I have a csv with multiple lines that produce the following error:
df1 = pd.read_csv('df1.csv', skiprows=[176, 2009, 2483, 3432, 7486, 7608, 7990, 11992, 12421])
ParserError: Error tokenizing data. C error: Expected 52 fields in line 12541, saw 501
As you can probably notice, I have multiple lines that produce a ParserError.
To work around this, I am just updating 'skiprows' to include the error and continue parsing the csv. I have over 30K lines and would prefer to just do this all at once rather than hitting run in Jupyter Notebook, getting a new error, and updating. Otherwise, I wish it would just skip the errors and parse the rest, I've tried googling a solution that way - but all the SO responses were too complicated for me to follow and reproduce for my data structures.

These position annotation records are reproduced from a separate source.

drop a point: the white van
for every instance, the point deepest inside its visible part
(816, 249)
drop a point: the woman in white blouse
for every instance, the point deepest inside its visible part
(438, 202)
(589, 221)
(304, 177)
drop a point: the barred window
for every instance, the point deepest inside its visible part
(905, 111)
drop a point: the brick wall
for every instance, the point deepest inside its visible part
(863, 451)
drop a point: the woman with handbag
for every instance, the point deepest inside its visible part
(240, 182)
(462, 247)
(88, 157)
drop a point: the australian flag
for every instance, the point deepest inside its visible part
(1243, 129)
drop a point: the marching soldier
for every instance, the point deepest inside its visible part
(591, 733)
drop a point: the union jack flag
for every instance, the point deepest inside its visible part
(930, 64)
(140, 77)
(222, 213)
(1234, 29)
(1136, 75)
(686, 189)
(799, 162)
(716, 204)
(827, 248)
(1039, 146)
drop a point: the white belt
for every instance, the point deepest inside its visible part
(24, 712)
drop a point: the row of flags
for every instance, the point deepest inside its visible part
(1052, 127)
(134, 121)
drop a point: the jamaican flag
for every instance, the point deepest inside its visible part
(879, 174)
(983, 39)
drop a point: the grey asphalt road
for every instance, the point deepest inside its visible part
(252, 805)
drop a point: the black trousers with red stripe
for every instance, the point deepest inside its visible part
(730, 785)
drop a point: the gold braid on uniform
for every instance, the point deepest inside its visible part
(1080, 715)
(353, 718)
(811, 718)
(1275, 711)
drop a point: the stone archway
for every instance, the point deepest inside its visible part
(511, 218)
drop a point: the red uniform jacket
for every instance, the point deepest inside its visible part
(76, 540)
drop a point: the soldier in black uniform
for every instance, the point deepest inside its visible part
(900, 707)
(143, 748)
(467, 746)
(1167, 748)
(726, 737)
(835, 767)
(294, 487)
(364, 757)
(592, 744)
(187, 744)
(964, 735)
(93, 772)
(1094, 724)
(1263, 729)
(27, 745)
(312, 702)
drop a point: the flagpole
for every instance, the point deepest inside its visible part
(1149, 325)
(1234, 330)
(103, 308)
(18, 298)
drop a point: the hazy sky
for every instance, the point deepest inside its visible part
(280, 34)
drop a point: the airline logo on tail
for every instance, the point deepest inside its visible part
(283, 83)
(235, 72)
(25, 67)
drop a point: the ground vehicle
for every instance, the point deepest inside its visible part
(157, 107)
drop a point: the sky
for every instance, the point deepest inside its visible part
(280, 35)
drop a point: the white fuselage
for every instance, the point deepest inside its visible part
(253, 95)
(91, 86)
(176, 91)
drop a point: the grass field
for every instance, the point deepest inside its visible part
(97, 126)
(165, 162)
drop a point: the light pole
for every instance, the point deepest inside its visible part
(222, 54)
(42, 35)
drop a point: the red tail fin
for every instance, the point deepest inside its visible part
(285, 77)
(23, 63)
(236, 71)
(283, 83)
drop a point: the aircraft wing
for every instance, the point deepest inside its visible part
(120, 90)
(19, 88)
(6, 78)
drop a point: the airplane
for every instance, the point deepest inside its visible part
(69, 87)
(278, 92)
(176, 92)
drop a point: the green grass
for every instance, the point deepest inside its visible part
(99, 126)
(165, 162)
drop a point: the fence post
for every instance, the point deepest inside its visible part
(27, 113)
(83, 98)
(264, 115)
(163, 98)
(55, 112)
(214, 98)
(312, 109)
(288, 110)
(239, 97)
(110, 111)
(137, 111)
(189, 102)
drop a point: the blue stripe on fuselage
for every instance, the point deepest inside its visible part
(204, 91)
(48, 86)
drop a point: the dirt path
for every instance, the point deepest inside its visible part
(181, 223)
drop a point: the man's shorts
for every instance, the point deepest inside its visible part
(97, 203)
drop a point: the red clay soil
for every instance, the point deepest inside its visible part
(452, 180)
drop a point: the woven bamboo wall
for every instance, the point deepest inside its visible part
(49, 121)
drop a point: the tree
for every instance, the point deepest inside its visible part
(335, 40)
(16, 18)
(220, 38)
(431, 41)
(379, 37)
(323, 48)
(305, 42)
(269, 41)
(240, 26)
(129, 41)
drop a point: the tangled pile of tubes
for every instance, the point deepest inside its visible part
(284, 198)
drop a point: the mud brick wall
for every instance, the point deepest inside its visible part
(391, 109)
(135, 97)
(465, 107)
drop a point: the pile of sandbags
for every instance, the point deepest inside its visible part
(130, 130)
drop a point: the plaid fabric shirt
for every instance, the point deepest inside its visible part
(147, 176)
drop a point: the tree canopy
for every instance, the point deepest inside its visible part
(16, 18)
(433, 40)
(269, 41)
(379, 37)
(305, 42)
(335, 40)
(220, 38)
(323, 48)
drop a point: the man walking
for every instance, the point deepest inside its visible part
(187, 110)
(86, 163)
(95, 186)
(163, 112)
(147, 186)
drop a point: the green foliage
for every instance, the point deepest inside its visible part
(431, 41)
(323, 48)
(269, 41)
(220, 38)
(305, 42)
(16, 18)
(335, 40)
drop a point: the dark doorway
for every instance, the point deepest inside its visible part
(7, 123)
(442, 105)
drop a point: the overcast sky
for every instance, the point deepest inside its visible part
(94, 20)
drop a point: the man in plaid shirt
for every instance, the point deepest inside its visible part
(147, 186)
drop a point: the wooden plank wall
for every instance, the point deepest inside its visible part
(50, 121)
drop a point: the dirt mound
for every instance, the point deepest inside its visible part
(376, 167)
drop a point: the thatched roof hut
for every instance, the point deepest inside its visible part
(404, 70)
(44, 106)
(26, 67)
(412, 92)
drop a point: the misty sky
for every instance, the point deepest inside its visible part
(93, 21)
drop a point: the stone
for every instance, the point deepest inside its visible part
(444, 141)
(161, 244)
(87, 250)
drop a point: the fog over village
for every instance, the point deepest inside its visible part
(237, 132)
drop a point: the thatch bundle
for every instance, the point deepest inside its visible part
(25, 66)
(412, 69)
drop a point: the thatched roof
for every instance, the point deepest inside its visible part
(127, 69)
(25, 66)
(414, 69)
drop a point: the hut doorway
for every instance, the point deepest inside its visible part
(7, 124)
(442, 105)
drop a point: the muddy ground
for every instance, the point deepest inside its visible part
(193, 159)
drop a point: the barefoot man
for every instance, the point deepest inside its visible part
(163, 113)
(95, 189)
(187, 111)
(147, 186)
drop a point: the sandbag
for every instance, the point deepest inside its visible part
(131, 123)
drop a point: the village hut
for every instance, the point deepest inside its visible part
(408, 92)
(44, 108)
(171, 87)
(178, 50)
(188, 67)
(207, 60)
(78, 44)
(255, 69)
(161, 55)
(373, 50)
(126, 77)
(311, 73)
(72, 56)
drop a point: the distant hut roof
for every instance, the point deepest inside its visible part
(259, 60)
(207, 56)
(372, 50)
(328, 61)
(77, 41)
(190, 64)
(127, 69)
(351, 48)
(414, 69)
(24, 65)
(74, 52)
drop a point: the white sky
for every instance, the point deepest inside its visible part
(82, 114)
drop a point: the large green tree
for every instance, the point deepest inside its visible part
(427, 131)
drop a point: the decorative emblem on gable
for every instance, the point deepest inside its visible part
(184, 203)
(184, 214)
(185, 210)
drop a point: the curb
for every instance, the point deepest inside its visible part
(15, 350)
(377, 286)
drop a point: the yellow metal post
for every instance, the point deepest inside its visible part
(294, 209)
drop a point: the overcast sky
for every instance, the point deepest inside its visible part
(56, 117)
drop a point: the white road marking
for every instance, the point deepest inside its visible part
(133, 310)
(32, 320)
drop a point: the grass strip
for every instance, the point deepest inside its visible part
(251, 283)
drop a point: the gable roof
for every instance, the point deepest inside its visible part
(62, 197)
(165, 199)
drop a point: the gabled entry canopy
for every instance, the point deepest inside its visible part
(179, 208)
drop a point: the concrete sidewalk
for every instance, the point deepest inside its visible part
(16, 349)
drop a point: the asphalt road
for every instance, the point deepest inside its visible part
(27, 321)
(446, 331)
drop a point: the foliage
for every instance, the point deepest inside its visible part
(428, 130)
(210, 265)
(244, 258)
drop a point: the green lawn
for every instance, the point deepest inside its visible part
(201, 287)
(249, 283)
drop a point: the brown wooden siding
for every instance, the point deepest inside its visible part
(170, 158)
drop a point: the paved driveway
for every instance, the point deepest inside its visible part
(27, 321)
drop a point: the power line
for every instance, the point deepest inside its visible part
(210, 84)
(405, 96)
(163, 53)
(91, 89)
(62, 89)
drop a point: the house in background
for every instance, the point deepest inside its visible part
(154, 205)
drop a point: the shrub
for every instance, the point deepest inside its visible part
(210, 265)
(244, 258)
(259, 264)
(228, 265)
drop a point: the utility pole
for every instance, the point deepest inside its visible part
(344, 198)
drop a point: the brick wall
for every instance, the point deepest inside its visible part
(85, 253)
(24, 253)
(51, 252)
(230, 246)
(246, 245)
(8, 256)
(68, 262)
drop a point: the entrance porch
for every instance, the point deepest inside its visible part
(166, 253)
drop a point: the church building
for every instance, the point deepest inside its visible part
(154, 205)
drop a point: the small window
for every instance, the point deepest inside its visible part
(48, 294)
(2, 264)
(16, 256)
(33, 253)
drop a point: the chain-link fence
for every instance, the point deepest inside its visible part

P.S. why is that when using skiprows with just 1 line, like 177, I can just enter skiprows = 177, but when using skiprows with a list, I have to do skiprows = 'errored line - 1'? Why does the counting change?
pandas ≥ 1.3
You should use the on_bad_lines parameter of read_csv (pandas ≥ 1.3.0)
df1 = pd.read_csv('df1.csv', on_bad_lines='warn')
This will skip the invalid lines and give you a warning. If you use on_bad_lines='skip' you skip the lines without warning. The default value of on_bad_lines='error' raises an error for the first issue and aborts.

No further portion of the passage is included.